The way that the cascine could remain important centres of agriculture and economic affairs in the region was through managing the processing of food from cultivation, right the way through to selling. By housing facilities necessary for the processing of meat and vegetables within the community, the cascine could achieve the distribution of fresh produce, and retain a monopoly over the distribution of food to the city.

Facilities necessary to milking and slaughtering enabled the cascine to process food rapidly, to ensure that it arrived fresh in the city.

Vegetable Gardens

Throughout the medieval period, the cascine of Milan could not rely upon the importation of food from the urban areas, especially Milan, which was frequently the focus of invasions at the time. The rural communities therefore had to adopt all practices of agriculture in order to maintain a constant workforce, and feed the resident families. The cultivation of vegetable gardens usually at the rear of the house yielding buckwheat, beans, potatoes, tomatoes, allowed the communities of the cascine to remain fully self-sufficient, providing an argument for the partial return to traditional practices of living and farming in the modern day Milan.

Rice Paddies

Milan’s location upon a plateau, amidst a dense river network, made it ideal for the growing of rice following the first import of the staple from the Far East.
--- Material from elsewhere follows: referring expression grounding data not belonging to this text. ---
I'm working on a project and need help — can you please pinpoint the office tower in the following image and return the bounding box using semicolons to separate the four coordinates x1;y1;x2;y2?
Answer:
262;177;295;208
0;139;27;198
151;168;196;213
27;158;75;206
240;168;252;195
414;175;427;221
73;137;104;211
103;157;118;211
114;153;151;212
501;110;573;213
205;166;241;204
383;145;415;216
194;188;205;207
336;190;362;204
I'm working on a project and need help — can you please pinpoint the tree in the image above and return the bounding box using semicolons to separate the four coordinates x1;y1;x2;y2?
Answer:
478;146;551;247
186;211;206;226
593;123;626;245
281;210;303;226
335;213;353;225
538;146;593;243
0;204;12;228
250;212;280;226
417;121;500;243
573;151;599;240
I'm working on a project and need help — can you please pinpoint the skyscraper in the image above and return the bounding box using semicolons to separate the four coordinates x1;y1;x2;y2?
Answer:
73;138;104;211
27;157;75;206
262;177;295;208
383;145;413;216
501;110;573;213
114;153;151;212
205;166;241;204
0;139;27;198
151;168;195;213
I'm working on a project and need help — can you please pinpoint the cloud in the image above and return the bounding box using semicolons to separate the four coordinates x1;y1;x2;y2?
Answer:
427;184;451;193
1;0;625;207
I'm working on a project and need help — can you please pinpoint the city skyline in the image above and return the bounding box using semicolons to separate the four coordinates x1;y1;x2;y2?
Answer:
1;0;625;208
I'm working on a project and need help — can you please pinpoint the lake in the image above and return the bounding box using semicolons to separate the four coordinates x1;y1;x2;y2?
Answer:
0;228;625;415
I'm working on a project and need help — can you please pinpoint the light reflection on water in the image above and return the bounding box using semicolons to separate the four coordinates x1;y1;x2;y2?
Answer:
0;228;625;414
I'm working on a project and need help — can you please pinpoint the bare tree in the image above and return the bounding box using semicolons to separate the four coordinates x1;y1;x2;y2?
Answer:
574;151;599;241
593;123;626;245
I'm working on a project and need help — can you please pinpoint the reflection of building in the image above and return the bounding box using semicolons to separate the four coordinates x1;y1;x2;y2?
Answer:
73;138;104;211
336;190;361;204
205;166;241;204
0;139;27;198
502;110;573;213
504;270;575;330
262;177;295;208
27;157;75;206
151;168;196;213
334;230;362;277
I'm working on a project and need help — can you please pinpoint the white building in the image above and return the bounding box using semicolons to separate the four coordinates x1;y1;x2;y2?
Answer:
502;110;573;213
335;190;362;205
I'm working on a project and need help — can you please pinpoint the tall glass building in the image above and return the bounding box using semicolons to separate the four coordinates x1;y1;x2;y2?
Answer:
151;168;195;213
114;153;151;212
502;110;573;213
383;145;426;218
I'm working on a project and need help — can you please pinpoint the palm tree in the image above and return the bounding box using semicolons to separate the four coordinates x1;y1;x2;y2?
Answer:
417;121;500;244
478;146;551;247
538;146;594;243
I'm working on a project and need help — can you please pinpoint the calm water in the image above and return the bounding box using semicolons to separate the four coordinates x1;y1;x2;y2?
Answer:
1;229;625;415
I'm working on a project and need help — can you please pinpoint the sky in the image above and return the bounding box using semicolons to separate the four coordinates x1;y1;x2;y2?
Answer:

The expansion of rice cultivation, made possible by a transformation of the waterways, and the introduction of advanced water engineering soon projected Lombardia into one of the most intensively-farmed regions in Europe, a title which it still retains today.

The availability of rice to feed the population gave birth to the traditional Milanese dishes of risotto and semolina soups, which set it apart from all other regions in Italy.

The Cascine and Landscape

The cascine, which became familiar landmarks of ‘La Bassa’ region or ‘the lowlands’, which today covers the Parco Agricolo Sud and the Lodi area, became characteristic of the landscape as a visual connection between the settlement and territory. The gradual decline in power held by the cascine, has slowly severed this connection, as the Milan conurbation becomes ever more dependent upon imports from abroad.

Cascina Fields Photo

The territory which was formerly controlled and characterised by these farms has undergone profound changes which has gradually decreased the need for this decentralised form of land management, and lessened their influence over the landscape.

That said, the cascine remain some of the only custodians of the vernacular culture of the Milan, in a city which has largely lost its traditions. As the original ‘architects of the transformation of the territory’, the influence of these farms on the landscape is still visible today.

Cascine Locations Milan Metropolitan Area

With a need to return to more localised forms of food production in Milan with the ultimate goal of self-sufficiency, it may be useful to examine how a decentralised form of land governance and management became so successful in the past, and how such experiences could be carried forward to the present day.